Roger Michell (2012)

The preliminaries for this ‘centrepiece gala’ of the London Film Festival were good, and better than they might have been:  Boris Johnson had given last-minute apologies for absence.   Roger Michell winningly said he was sorry the audience would be missing The Great British Bake Off final by attending the premiere of Hyde Park on Hudson.  Bill Murray added a few, funny words.  After that, though, it was all downhill.  It’s soon evident that Hyde Park on Hudson doesn’t have a strong motor and its first scenes don’t give much reason to hope that subtlety will compensate for lack of momentum.  It takes a bit longer, however, to work out quite what’s wrong with the film.  This dramatisation of the friendship and affair between Franklin D Roosevelt (Murray) and his distant cousin – ‘fifth or sixth removed … depending how you count’ – Margaret ‘Daisy’ Suckley (Laura Linney) is narrated by Daisy.  There’s a lot of voiceover in the early stages, and what’s on the screen isn’t much more than visual confirmation of what’s already being explained on the soundtrack.  But the fundamental weaknesses of Richard Nelson’s screenplay and Roger Michell’s direction become clear only with the arrival, for a short visit to Hyde Park on Hudson (FDR’s mother’s house, where the President took his holidays from Washington), of King George VI and Queen Elizabeth – a visit that takes place a few weeks before the outbreak of war in Europe, in the summer of 1939.

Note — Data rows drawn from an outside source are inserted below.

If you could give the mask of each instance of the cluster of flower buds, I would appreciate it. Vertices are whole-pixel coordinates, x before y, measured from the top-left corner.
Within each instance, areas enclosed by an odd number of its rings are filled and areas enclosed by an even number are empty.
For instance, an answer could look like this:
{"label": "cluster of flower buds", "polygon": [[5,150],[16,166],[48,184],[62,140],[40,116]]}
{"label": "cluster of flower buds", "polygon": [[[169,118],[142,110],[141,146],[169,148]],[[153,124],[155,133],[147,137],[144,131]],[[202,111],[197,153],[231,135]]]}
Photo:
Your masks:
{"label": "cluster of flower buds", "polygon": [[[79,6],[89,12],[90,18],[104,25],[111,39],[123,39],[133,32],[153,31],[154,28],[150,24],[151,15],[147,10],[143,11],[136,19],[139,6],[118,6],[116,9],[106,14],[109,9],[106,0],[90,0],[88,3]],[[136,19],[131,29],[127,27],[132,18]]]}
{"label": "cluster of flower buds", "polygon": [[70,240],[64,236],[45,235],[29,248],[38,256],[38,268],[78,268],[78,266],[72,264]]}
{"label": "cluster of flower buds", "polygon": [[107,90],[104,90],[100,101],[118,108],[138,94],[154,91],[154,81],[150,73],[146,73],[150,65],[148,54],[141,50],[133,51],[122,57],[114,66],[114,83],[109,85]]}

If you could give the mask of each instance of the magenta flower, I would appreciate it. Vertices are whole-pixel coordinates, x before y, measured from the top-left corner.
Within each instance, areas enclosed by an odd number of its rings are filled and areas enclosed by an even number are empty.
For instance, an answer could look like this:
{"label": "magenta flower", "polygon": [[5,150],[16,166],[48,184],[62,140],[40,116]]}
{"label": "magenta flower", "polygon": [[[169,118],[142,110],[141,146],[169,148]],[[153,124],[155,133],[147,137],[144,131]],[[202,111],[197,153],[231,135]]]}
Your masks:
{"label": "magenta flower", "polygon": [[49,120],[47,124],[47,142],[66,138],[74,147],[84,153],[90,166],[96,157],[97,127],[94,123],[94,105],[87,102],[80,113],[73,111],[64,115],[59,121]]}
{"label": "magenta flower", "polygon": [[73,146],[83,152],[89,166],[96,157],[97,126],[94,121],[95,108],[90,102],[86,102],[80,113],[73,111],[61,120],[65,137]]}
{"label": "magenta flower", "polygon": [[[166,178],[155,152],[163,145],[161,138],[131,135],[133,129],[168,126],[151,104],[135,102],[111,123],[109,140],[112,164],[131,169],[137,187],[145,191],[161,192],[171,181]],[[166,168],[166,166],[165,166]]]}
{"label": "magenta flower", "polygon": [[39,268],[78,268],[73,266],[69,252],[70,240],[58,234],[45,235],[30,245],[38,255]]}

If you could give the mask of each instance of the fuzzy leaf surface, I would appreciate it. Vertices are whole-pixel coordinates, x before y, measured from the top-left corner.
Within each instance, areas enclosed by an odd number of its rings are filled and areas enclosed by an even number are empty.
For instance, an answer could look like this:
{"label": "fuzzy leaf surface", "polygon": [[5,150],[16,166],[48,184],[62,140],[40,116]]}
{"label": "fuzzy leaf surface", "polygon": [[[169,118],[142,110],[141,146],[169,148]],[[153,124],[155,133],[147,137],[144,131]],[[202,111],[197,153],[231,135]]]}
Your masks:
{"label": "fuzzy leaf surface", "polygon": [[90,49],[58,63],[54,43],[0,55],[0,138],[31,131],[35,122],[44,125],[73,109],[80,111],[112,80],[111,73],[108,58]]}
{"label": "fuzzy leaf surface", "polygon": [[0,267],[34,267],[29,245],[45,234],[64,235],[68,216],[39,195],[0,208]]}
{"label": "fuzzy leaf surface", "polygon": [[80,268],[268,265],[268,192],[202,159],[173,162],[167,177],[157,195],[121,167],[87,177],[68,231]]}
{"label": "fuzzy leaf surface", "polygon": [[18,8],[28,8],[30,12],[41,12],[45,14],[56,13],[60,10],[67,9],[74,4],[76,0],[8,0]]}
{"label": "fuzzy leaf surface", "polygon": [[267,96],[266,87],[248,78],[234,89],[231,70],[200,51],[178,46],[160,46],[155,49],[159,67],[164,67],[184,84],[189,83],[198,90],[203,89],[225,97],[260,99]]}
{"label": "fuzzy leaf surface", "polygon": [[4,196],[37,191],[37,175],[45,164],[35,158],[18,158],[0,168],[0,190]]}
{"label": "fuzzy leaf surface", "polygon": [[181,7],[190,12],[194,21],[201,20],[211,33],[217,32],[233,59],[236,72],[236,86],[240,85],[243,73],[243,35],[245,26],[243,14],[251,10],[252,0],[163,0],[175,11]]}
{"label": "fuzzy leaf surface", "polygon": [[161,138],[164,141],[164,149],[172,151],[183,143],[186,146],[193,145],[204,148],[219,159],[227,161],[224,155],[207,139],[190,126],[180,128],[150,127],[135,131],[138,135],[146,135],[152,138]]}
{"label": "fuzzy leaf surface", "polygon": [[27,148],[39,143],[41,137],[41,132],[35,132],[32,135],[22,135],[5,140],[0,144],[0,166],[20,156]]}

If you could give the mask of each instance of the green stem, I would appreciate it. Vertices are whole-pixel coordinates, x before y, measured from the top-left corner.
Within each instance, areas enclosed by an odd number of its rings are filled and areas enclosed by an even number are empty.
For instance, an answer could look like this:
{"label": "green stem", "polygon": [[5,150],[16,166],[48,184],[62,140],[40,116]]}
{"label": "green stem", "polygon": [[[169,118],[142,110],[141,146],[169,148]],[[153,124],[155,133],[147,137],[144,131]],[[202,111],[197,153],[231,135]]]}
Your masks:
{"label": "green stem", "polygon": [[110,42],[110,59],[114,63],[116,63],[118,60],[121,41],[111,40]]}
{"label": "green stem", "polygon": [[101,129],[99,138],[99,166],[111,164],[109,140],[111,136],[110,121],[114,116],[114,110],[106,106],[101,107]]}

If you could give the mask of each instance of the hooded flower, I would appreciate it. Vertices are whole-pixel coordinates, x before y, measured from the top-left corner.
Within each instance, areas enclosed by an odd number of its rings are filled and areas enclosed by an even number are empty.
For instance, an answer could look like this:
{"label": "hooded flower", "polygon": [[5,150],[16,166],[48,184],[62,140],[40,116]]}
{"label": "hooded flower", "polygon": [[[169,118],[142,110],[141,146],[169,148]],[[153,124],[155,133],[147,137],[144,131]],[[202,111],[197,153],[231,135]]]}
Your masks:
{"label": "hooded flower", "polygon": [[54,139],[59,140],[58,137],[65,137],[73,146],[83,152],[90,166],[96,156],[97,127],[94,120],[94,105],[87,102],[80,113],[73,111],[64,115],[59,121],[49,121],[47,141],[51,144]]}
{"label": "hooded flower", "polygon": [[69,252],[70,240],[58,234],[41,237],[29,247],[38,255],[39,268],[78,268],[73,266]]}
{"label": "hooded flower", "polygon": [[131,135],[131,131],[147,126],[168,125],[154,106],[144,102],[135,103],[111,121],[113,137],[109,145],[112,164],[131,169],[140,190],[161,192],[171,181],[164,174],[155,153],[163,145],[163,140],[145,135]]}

At this point the film resolves itself into a series of behind-closed-doors dialogues:  between FDR and the King (Samuel West), with the polio victim reassuring the stutterer that he too can overcome his disability; between the King and Queen in their bedroom, Elizabeth anxiously alert to signs of the Roosevelts slighting them both, and Bertie especially; inside a car, where Missy (Elizabeth Marvel), Roosevelt’s secretary, enlightens Daisy on the subject of being the President’s mistress.   The first two of these conversations are entertaining – you feel as if you’re eavesdropping on the private talk of public figures, and the royal paranoia about being looked down upon is, with Olivia Colman playing Queen Elizabeth, quite funny and touching.   There’s a farcical quality to the comings and goings through the night and the early morning which lifts the movie’s even, dawdling pace.  But Daisy’s running through the woods to get away from Missy and a man on FDR’s staff is visually dynamic in a rather desperate way (as if Michell knows he needs an injection of pace and isn’t too concerned about how that’s achieved); and the subsequent conversation with Missy in the car is familiar from other movies which describe the naivete of paramours who think they’re special.  It seems crucial in Hyde Park on Hudson that the unknown figure of Daisy Suckley should be the main focus of interest, and she’s not.  According to legends on the screen at the end of the movie, Daisy’s relationship with Roosevelt came to light only when she died, in her hundredth year, in 1991, when letters to and from FDR were discovered among her possessions.  Richard Nelson first wrote Hyde Park on Hudson as a radio play, broadcast on Radio 3 in 2009:  I don’t know whether this comprised readings from the letters but you can see how the story might work in epistolary form.  Without that framework, there’s not enough material for a drama – or at least Nelson doesn’t have the imagination to build one.  Laura Linney is a fine actress and she plays the attentive, self-consciously spinsterly Daisy with a lot of skill but the role is too thinly written for her to develop much.   Daisy is someone on the margins of the high-powered company assembled at Hyde Park on Hudson, and that’s how she stays in the movie which is meant to be her story.

Bill Murray inhabits FDR persuasively – he’s not only witty but good too at suggesting a man well practised in showing people what he wants them to see and keeping plenty in reserve.   As Eleanor Roosevelt, Olivia Williams seems too sharply aggressive at first but she settles down to give a good performance:  Eleanor is briskly affable, knowing it’s part of the job, but clearly bored by the social parts of that job and smilingly condescending towards the British visitors.   (The film implies that FDR’s extra-marital interests were something his wife was well used to – I don’t know whether there’s evidence for this.)   Olivia Colman’s Elizabeth is a passionately loyal, not very bright woman – it’s easier to believe with her than it was with Helena Bonham-Carter’s Queen Elizabeth that she grew into the Queen Mother.  A more surprising success is Samuel West’s Bertie.  Only two years after The King’s Speech (and with Madonna’s WE, which I’ve not seen, in between), you’d think it would be hard to do anything distinctive with George VI but West does, and humorously.   FDR’s mother Sara Delano is determined to make the most of hosting a royal visit and Elizabeth Wilson, who plays her, emphatically makes the most of the part.  So does Eleanor Bron, in the even smaller role of Daisy’s aunt.